Digital Health Tools Could Save Healthcare System $10B Annually

Oct. 19, 2015
The use of virtual health solutions in primary care could save $10 billion annually when applied to annual patient visits, ongoing patient management and self-care, according to a recently released report from Accenture.

The use of virtual health solutions in primary care could save $10 billion annually when applied to annual patient visits, ongoing patient management and self-care, according to a recently released report from Accenture.

The report highlights that the U.S. is faced with health professional shortages, with a projected shortage of as many as 31,000 primary care physicians (PCPs) by 2025, according to the American Association of Medical Colleges. And, the U.S. spent $2.6 trillion on healthcare in 2010, with wages accounting for more than half of that cost.

The Accenture report states that combining virtual health and traditional patient care models can help address the nation’s clinician labor cost and capacity challenges.

“Virtual health can enable more clinical care work to get done without expanding the workforce, by streamlining work and redirecting clinician time to high-value tasks. Virtual health care models can expand clinician capacity in three critical ways: shift tasks and work to patients, replace labor with technology and automate tasks,” the report authors stated. “More available time means greater coverage for more patients, without increasing workforce size. The optimal combination of traditional in-person and virtual interactions could also offer the best patient experience and has the potential to create a new standard of care across the entire range of clinical services.”

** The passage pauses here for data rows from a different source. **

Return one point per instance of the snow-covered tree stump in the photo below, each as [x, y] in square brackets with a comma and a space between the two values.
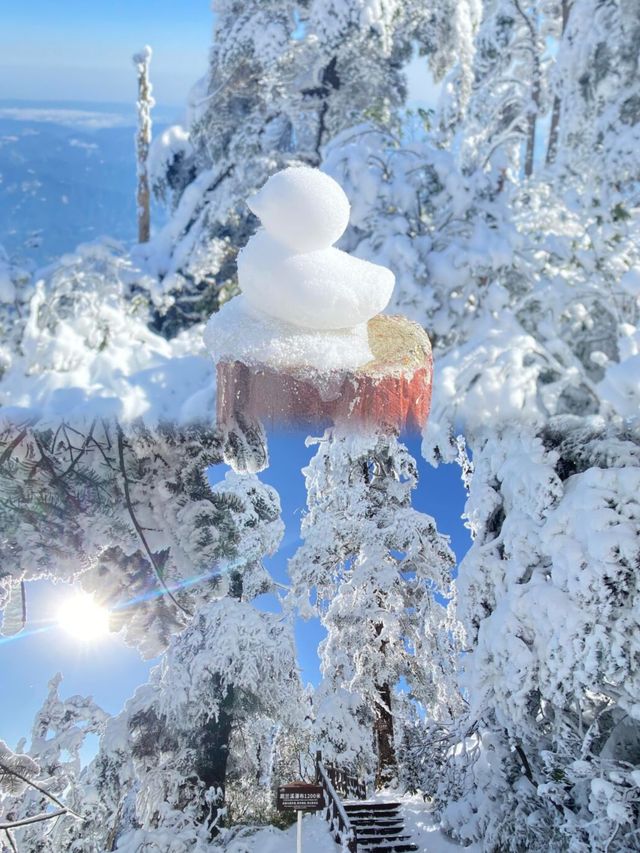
[391, 392]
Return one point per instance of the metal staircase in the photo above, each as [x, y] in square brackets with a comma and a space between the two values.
[360, 825]
[379, 827]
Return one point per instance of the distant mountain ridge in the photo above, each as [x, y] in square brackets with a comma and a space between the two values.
[67, 174]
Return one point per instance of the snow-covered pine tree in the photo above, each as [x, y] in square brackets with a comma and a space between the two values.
[45, 802]
[508, 90]
[146, 534]
[373, 568]
[168, 762]
[549, 599]
[283, 79]
[598, 88]
[145, 104]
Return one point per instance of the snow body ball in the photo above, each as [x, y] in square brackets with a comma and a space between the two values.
[324, 289]
[302, 208]
[289, 270]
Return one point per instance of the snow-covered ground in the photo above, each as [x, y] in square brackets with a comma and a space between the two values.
[419, 824]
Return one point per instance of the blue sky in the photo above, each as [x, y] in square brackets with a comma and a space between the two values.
[81, 51]
[110, 671]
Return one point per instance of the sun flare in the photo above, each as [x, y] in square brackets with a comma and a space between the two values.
[83, 619]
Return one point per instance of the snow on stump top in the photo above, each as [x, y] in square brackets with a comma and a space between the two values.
[305, 343]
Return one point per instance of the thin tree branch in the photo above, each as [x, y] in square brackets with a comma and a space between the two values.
[136, 523]
[36, 819]
[35, 785]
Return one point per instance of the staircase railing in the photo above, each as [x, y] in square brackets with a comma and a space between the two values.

As one example, the Accenture report details how during an annual patient visit, a patient could provide information to the physician prior to the scheduled appointment through the use of digital tools, such as wearable sensors and digital weight scales. This information could be submitted through a secure portal with the use of a computer-generated medical assistant that guides the patient through intake questions and then analyzing the combined information with a diagnostic engine, clinical options can be suggested to the physician prior to the in-person exam.

Accenture analysis shows that applying virtual health to annual ambulatory patient encounters can save each U.S PCP an average of five minutes per encounter, which is a time savings equivalent to as many as 37,000 PCPs, or 18 percent of the PCP workforce. This amounts to an economic value of more than $7 billion annually across the U.S. health system.

The Accenture report also highlights the use of eVisits as an alternative to in-person visits to manage patients’ ongoing clinical needs. eVisits are asynchronous clinical exchanges completed via secure messaging in which patients submit information, questions and images for physician review and response. For a patient with hypertension, if each patient has one in-person annual physical with half of the remaining hypertension-focused encounters converted to eVisits, the time savings could be equivalent of around 1,500 PCPs, or roughly one percent of the workforce for an approximate annual value of $300 million, according to the Accenture report.

The report also states that virtual health solutions can be applied to patients with chronic conditions to help them self-manage their conditions outside of the annual exam. The Accenture analysis highlighted applying a care model comprised of an annual physician exam and technology-enabled self-management for the rest of the year to one specific condition – diabetes care. The Accenture analysis found that when applied to diabetes care virtual health solutions could save the time equivalent to approximately 24,000 PCPs, representing 11 percent of the workforce for a value of almost $2 billion annually.

At the enterprise level, the Accenture analysis found that for a large regional health system or independent practice association, an average of five minutes saved across all ambulatory annual encounters can release about $63 million in physician capacity per year, the equivalent of about 320 practicing PCPs. For smaller systems or clinically integrated networks, a five-minute savings across all annual encounters can release the equivalent of roughly 140 physicians’ time with a value of almost $28 million annually.